回転不足判定3

 世界選手権をもって、実質的に今季は終了しました(まだ国別対抗なる団体戦が残されているようですが・・・選手の皆さんには大変な疲労がかさんでいるでしょうから、無理をしないでいただきたいです)。今季は、女子を中心にGPS・GPFでかつてないほど厳しい回転不足の基準が適用された試合がいくつかあり、その判定に心穏やかでない日々を過ごされたフィギュアファンの方も多かったのではないかと思います。とはいえ、本番ともいえる世界選手権では、ほぼ例年通りの回転不足判定の基準となり、個人的にはほっと胸を撫で下ろしたというのが本音です。
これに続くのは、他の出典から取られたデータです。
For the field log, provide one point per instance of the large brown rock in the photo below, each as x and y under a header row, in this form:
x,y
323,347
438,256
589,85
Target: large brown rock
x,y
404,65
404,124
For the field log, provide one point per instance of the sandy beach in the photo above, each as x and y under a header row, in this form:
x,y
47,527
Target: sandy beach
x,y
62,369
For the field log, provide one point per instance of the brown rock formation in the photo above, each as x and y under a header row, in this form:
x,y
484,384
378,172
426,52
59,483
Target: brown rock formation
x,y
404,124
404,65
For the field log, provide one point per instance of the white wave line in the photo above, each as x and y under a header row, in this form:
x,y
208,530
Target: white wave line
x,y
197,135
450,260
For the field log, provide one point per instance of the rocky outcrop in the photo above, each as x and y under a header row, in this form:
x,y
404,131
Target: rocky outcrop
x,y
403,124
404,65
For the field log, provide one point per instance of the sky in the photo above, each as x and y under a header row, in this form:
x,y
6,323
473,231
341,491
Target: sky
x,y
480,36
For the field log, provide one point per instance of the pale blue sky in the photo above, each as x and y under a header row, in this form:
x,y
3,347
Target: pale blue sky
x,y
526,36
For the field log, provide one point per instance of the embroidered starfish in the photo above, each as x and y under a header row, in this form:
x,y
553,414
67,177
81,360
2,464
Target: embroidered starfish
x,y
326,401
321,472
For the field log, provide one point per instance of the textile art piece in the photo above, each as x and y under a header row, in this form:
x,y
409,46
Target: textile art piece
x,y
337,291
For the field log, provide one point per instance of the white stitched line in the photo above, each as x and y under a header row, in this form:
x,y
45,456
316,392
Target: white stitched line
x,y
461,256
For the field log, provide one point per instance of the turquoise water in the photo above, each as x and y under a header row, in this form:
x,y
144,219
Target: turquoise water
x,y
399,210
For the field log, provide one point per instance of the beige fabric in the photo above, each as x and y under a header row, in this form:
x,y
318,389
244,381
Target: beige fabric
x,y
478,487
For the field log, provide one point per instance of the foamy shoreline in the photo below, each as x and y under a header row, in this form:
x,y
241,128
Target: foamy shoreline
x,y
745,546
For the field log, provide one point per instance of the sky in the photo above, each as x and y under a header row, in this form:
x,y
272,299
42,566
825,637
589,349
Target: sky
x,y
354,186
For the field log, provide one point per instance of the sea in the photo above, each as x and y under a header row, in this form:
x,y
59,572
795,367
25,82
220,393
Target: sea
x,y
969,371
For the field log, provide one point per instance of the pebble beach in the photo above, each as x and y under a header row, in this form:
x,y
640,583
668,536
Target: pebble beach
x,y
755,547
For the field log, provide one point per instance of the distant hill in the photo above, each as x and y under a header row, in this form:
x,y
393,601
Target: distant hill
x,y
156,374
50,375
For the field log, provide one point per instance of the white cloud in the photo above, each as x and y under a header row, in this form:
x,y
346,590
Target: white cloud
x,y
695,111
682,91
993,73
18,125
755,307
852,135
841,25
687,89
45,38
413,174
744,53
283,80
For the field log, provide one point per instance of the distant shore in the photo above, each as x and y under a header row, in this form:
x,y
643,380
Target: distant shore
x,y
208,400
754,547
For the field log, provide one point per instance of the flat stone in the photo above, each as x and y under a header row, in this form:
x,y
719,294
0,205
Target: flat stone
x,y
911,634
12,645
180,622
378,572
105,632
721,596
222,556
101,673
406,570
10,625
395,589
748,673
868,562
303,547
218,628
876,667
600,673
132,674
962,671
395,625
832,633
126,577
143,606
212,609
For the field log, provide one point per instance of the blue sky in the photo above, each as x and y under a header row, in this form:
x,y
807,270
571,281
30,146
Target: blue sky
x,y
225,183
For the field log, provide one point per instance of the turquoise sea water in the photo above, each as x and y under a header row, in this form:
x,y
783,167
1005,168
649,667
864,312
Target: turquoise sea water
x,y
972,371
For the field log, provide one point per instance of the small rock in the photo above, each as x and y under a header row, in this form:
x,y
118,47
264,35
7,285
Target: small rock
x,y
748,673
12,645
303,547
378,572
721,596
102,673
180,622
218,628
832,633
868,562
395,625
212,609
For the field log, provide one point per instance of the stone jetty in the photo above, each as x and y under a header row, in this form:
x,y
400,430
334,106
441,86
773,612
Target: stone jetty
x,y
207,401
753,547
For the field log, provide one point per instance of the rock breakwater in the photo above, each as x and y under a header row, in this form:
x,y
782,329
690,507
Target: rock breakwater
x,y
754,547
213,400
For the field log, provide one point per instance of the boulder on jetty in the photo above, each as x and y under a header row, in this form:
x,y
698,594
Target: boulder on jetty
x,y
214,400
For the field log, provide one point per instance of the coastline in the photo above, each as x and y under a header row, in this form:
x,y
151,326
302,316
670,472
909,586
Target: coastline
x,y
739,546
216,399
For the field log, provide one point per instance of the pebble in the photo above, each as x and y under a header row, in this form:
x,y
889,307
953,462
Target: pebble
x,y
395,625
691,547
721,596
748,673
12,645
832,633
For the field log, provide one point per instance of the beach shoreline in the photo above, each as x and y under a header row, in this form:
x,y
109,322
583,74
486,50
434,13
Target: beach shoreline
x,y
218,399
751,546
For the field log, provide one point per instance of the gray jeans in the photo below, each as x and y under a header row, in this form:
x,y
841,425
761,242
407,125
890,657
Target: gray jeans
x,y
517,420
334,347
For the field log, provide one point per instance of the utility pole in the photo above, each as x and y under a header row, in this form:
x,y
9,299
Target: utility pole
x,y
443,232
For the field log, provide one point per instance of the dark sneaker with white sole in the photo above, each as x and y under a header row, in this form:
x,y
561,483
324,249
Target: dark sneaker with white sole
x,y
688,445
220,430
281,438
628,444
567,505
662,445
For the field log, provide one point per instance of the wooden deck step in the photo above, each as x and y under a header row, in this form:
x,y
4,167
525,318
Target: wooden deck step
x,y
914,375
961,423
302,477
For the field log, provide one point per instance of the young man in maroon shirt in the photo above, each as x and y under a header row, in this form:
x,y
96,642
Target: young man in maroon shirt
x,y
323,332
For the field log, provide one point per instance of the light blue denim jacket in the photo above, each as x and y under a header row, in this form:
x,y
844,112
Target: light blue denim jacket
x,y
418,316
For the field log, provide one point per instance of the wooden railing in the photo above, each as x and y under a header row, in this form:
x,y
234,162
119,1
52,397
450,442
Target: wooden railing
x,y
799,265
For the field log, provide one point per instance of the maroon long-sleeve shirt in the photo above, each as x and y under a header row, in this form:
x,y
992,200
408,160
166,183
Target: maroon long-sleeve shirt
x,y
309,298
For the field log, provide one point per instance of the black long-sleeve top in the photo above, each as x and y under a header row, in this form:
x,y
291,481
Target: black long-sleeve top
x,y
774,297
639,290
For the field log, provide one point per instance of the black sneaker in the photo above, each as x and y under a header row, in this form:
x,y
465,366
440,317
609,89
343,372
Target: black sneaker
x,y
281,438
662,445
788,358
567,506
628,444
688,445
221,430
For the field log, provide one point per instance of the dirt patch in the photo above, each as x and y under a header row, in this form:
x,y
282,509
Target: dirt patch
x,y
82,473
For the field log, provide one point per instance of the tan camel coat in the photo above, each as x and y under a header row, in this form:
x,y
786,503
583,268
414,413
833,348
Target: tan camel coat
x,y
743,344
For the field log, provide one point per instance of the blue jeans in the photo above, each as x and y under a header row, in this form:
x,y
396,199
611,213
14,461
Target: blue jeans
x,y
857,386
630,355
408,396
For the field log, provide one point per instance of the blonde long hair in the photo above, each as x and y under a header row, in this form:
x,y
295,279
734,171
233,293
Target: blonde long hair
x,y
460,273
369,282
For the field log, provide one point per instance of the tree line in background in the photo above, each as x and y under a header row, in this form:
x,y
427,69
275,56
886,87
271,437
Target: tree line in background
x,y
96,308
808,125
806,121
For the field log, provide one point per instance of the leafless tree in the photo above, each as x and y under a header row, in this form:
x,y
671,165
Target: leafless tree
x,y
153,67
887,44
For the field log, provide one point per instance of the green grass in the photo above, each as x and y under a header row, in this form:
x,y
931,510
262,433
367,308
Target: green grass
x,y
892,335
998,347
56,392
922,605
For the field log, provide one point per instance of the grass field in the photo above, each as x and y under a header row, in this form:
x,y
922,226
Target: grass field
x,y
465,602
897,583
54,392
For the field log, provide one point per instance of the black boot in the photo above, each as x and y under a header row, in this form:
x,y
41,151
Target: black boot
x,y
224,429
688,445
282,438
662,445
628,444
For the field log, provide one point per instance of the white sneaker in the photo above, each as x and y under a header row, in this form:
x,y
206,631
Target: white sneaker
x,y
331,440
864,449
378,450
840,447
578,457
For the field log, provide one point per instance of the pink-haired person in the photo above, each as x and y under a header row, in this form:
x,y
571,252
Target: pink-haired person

これを教訓に、来季はGPSの結果に一喜一憂しないようにしなければいけないと思っています。(必ずしてしまうだろう、とも思うのですが^^)
 回転不足は、踏み切り時の回転不足(アクセル以外での前向き踏み切り:全日本選手権(女子FS)安藤選手の項参照)と着氷時の回転不足(90度超の回転不足)の二つに大別されます。今日の日記は、後者の着氷時の不足の測定について、私の考えを述べたいと思います。
私は、この着氷時の回転不足を測定する上での基準は、あくまで、選手が空中で描くラインによって判別するジャンプの進行方向に対する、ジャンプの着氷の瞬間のブレードの角度にあるのではないかと思っています。踏み切り時に氷上で何度回転してから完全離氷したか、また、着氷後に氷上で何度のターンをしたか(*1)は全く関係無い、ということです。これを図に表すと下のようになります。

*1
着氷後のターンを判断基準とすると、ジャンプの進行方向と着氷後の進行方向が直線(緩やかな曲線)でない場合、角度が多めに測定されてしまうからです。その一例となる動画がこれです。GPF−FS判定6 ロシェット 3Lz
『氷上でのターン』で測定すると、180度近い不足となりますが、実際は『ジャンプの進行方向』は画面の奥からまっすぐ手前に向かっていますので、0:11の着氷時のブレードの角度から測定される、このルッツジャンプの不足の角度は90〜100度程度であると判断しています。この動画の0:12以降は不足判定には全く不要ということです。

例によって、確実な裏づけがあるわけではありませんので、参考程度にとどめていただけたらと思っています。